4.    Whether or not a component of a financial arrangement is an excepted financial arrangement needs to be considered in terms of the statutory definition of the particular arrangement, if there is one, or if not, the definition of the concept applying more generally at common law should be used.  In this case, there is no definition of “contract of insurance” in the Act, so the common law definition applied.  Dobson J found that at some point the conversion of risk had lapsed to a point where it was no longer significant.  
 
5.    The underlying components of the financial arrangement may be income under ordinary concepts.  For example, a sale of revenue account property for a deferred consideration would give rise to tax implications in terms of both the financial arrangements rules and under general tax provisions.  However, that did not apply in this case, as the receipt of the commissions and the repayment thereof without a deferral would have merely amounted to a swap with no general tax consequences.

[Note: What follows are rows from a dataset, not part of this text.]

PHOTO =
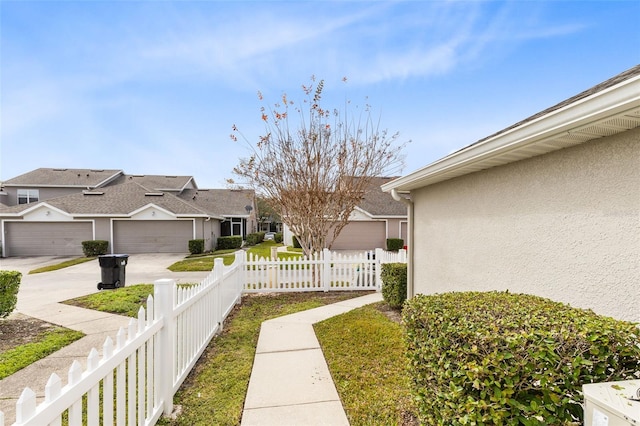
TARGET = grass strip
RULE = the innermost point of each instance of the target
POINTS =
(205, 263)
(365, 353)
(50, 341)
(215, 391)
(122, 301)
(62, 265)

It is not surprising that this decision has been appealed.  The foundation for the decision that the commission element of the arrangement was a financial arrangement (i.e. that it was not an insurance arrangement) ignores the fact that the same part of the arrangement was happily treated as an insurance arrangement initially due to lapse risk.  As there was very little, if any, lapse risk towards the end of the arrangement, Inland Revenue claimed that the arrangement was no longer an insurance contract.  This begs the question as to how an arrangement can start life as an insurance arrangement and then, when the risk diminishes; it is no longer an insurance arrangement. 

The wider outcome of the case only gives rise to a timing issue, as the correct tax position is reached in the long term.  One may argue that the reason this case has been actively pursued by Inland Revenue because of the factual circumstances of this case; that is, the shareholding change that limited loses.  If there had not been a shareholding change, I question whether Inland Revenue would have pursued this case.